Coding Tips: Introduction to Microservices
Microservices are small, autonomous services that work together. In this post, I will explain what are the advantages of using microservices, and how they compare with monolithic systems.
Small and Focused on Doing One Thing Well
A good approach to follow is to group together the things that change for the same reason, and separate things that change for different reasons.
As codebases grow, it can be difficult to know where a change needs to be made. Code related to similar business logic starts to become spread all over the codebase, making maintenance and feature addition more difficult.
With microservices we focus our service boundaries on business boundaries, making it obvious where code lives for a given piece of functionality. By doing that, we avoid getting the codebase become too large.
The smaller the service, the more you maximize the pros and cons of the architecture.
Another way to put it is a system can be characterized as a microservice when it's something that can be written in two weeks.
Autonomous
Every microservice is a separate entity. These in turn need to be able to change independently of each other, and be deployed by themselves without the need to redeploy the whole system.
If there's too much sharing, this will decrease our autonomy, as it requires additional coordination with other engineers when a change needs to be made.
Our service exposes an API, and collaborating services communicate with us via those APIs. Without decoupling, everything breaks down for us.
Ask yourself: can you make a change to a service and deploy it without changing anything else?
Technology Heterogeneity
With a system composed of multiple collaborating services, we can opt to use different technologies inside each one. This allows us to pick the right tool for the job, rather than trying to achieve a one-size-fits-all approach and have everything be written in the same language, and follow the same patterns.
One of the biggest problem with monolithic applications is that they’re so big that it’s really hard to upgrade different parts of them, as any change will impact a large amount of the system.
Another advantage of microservices is the ability to adopt technology faster.
Resilience
In a monolithic service, if something fails in it, then everything stops working. Whereas in microservices we can build systems that handle the failure and degrate functionality accordingly.
Scaling
With one large monolithic service it’s difficult to scale any part of it, as the whole system needs to scale together.
Whereas with smaller services (i.e.: microservices), scaling is just simpler due to the fact that you can scale one system at a time as needed.
Deployment
A small bug fix, or tweak will require the deployment of the whole monolithic service in order to release the change.

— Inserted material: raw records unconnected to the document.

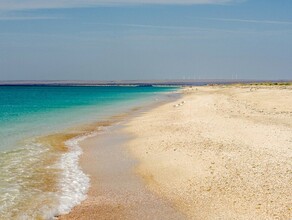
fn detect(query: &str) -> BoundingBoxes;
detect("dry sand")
[127,86,292,220]
[60,86,292,220]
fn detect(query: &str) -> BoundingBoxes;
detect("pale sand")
[59,124,184,220]
[126,86,292,219]
[60,86,292,219]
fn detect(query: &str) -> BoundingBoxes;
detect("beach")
[60,85,292,219]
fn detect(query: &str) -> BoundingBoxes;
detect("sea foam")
[54,132,96,215]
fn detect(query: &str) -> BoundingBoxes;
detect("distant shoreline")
[0,79,292,87]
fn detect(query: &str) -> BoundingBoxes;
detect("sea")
[0,86,177,220]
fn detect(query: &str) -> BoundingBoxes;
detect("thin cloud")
[0,0,237,11]
[0,16,63,21]
[203,18,292,25]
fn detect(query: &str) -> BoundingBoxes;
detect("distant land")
[0,79,287,86]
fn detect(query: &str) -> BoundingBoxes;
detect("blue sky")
[0,0,292,80]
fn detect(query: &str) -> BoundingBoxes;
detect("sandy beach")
[60,86,292,220]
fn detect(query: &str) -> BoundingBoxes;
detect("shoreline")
[57,91,182,220]
[59,85,292,220]
[127,86,292,220]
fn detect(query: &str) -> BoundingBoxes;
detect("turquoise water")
[0,86,175,219]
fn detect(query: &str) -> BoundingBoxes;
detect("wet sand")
[60,86,292,220]
[59,124,183,220]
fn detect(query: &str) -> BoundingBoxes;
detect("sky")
[0,0,292,80]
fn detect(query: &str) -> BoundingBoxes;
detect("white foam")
[54,133,96,215]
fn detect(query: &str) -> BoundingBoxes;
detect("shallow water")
[0,86,178,219]
[61,124,185,220]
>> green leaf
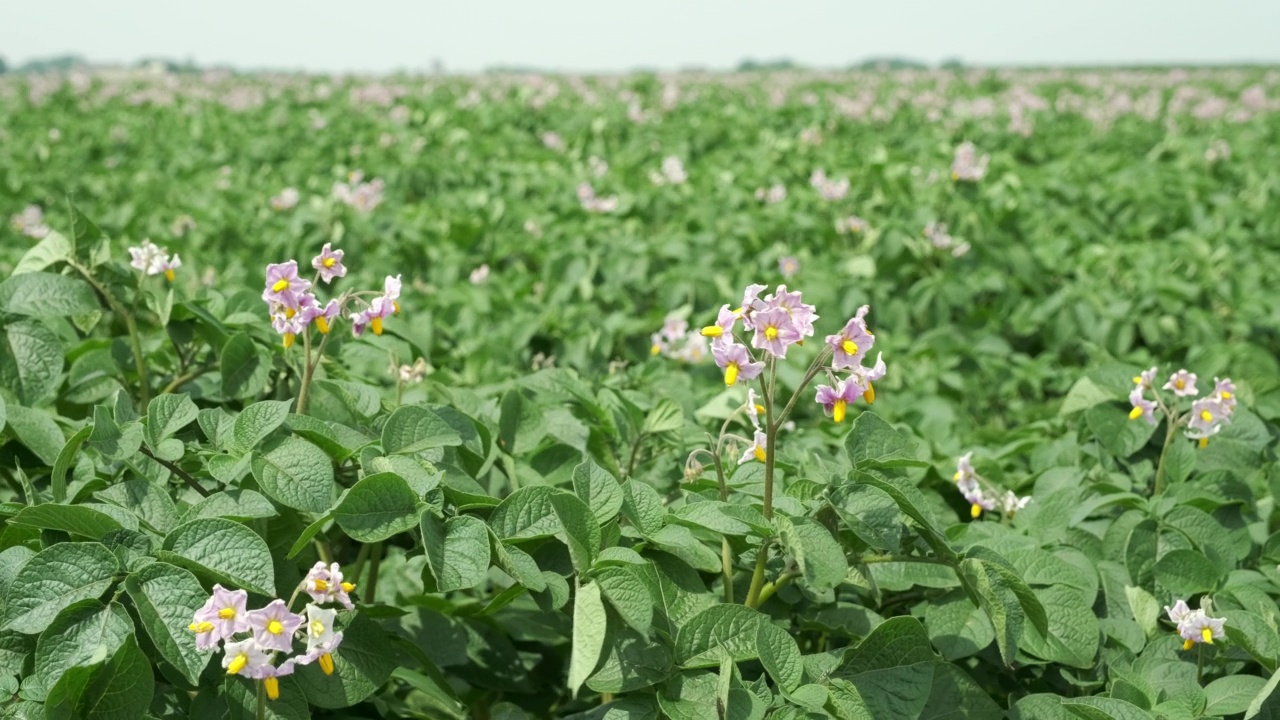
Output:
[622,479,667,536]
[641,397,685,436]
[776,515,849,592]
[845,410,928,468]
[383,405,462,455]
[0,272,101,316]
[49,425,93,502]
[146,392,200,450]
[232,400,293,452]
[9,502,123,539]
[36,600,133,688]
[755,620,804,692]
[182,489,278,523]
[294,614,402,708]
[568,583,608,696]
[594,568,653,635]
[218,333,271,400]
[1084,404,1156,457]
[124,562,210,687]
[573,457,622,525]
[252,435,334,512]
[1155,550,1222,597]
[421,510,494,592]
[332,473,422,538]
[12,231,74,275]
[0,320,63,404]
[0,542,120,634]
[959,557,1024,667]
[1204,675,1267,715]
[676,605,768,667]
[45,635,155,720]
[160,518,275,597]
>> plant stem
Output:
[1151,415,1178,497]
[365,541,383,605]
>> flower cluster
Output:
[1165,598,1226,650]
[129,240,182,282]
[951,141,991,182]
[649,315,707,364]
[809,168,849,201]
[268,187,301,210]
[577,182,618,213]
[1129,366,1235,447]
[262,242,401,347]
[649,155,689,184]
[332,170,383,213]
[9,205,49,240]
[924,220,969,258]
[187,562,356,700]
[755,183,787,205]
[951,452,1032,520]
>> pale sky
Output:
[0,0,1280,72]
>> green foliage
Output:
[0,63,1280,720]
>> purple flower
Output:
[1129,386,1157,425]
[764,284,818,337]
[1165,369,1196,397]
[814,378,863,423]
[223,638,271,678]
[827,305,876,370]
[247,600,302,652]
[712,342,764,387]
[262,260,311,310]
[1133,366,1158,389]
[737,430,769,465]
[751,307,804,357]
[311,242,347,283]
[188,585,248,651]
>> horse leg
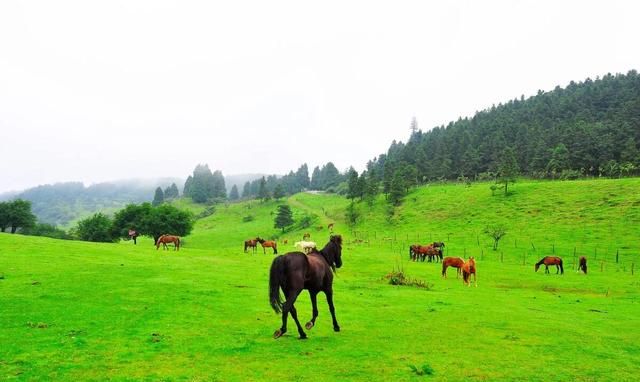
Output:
[324,289,340,332]
[291,304,307,340]
[304,291,318,330]
[273,290,300,338]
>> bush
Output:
[75,212,114,243]
[196,206,216,219]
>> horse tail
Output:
[269,256,286,313]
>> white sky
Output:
[0,0,640,192]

Hence developers cramp to find a small window to release the changes as to not affect customers using the product. Which means that changes will keep piling up between releases, and a higher risk that something might go wrong, with bigger changes going all at once.
With microservices, changes go into a single service at a time, and can be deployed separately. If a problem occurs, you can roll back that service only. That way you’ll be more encouraged to release often and get the goodies out to customers faster.
Organizational Alignment
Having one large monolithic codebase means that the company’s org structure will have people working everywhere in that codebase. Which make developers step on each other’s toes.
Smaller teams always work better together on smaller codebases, hence more productive in general.
With microservices, we can better align the company org with the codebase’s architecture, helping keeping the number of people working on a codebase small, which boosts productivity.
Spring Cleaning Code
I’m sure you’ve probably faced a situation where the code is outdated and needs to be replaced with something better, but you’d rather not touch it as it’s a risky job and the code is huge.
Well that often happens in monolithic code bases.
But when a specific part of the code is small, you wouldn’t mind updating the code with something better, even deleting it altogether!
That’s the case with microservices, the barriers to rewriting or removing services entirely is very low, and team members don’t get usually attached to them, hence they’re easily replaceable.
Conclusion
Microservices are no silver bullet, they have all the associated complexities of distributed systems. If you're coming from a monolithic system point of view, you'll have to get much better at handling deployment, testing, and monitoring to unlock the benefits mentioned in this post.
Every company, organization and system is different. A number of factors will play into whether or not microservices are right for you, and how aggressive you can be in adopting them.